Design optimisation and resource assessment for tidal-stream renewable energy farms using a new continuous turbine approach

TL;DR

This paper introduces a novel continuous turbine approach for optimizing tidal stream farm designs, balancing power output, profit, and installation costs through efficient mathematical modeling and simulation.

Contribution

It presents a new continuous turbine density method constrained by shallow water equations, enabling complex, multi-farm optimization with practical installation considerations.

Findings

Optimized turbine placement and farm configurations in the Pentland Firth.

Demonstrated simultaneous optimization of multiple tidal farms.

Analyzed interactions between neighboring tidal farms.

Abstract

This paper presents a new approach for optimising the design of tidal stream turbine farms.
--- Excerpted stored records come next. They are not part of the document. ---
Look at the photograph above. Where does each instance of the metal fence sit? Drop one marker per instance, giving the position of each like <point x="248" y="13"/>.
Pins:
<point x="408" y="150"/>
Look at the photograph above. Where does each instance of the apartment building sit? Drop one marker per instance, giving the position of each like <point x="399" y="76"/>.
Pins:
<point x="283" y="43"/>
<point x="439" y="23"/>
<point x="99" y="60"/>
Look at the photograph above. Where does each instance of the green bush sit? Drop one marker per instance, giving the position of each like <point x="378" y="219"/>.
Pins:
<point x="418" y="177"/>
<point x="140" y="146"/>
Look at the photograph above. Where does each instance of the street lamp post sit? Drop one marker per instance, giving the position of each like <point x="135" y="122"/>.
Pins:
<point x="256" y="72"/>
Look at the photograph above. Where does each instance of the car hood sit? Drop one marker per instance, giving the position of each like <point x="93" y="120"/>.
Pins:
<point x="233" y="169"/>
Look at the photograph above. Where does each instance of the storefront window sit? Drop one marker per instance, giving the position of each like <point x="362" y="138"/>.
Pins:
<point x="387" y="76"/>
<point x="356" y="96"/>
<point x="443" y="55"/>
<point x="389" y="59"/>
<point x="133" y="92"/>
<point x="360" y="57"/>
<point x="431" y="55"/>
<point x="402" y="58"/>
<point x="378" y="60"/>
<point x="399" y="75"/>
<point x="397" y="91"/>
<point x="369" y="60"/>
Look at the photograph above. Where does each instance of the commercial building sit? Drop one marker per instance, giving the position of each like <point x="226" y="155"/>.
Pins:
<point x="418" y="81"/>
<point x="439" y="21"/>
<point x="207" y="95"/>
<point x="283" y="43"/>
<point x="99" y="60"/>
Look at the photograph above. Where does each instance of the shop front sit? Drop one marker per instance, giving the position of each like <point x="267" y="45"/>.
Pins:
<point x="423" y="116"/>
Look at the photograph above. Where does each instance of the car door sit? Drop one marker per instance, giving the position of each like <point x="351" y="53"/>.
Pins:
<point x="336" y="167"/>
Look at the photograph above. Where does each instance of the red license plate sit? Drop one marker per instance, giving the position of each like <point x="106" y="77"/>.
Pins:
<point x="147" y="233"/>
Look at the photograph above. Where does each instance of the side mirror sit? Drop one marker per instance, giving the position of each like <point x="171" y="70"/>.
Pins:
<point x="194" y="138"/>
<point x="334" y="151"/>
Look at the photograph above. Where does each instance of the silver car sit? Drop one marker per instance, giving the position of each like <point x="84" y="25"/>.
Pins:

In this approach, the turbine farm is represented by a turbine density function that specifies the number of turbines per unit area and an associated continuous locally-enhanced bottom friction field. The farm design question is formulated as a mathematical optimisation problem constrained by the shallow water equations and solved with efficient, gradient-based optimisation methods. The resulting method is accurate, computationally efficient, allows complex installation constraints, and supports different goal quantities such as to maximise power or profit. The outputs of the optimisation are the optimal number of turbines, their location within the farm, the overall farm profit, the farm's power extraction, and the installation cost. We demonstrate the capabilities of the method on a validated numerical model of the Pentland Firth, Scotland. We optimise the design of four tidal farms simultaneously, as well as individually, and study how farms in close proximity may impact upon one another.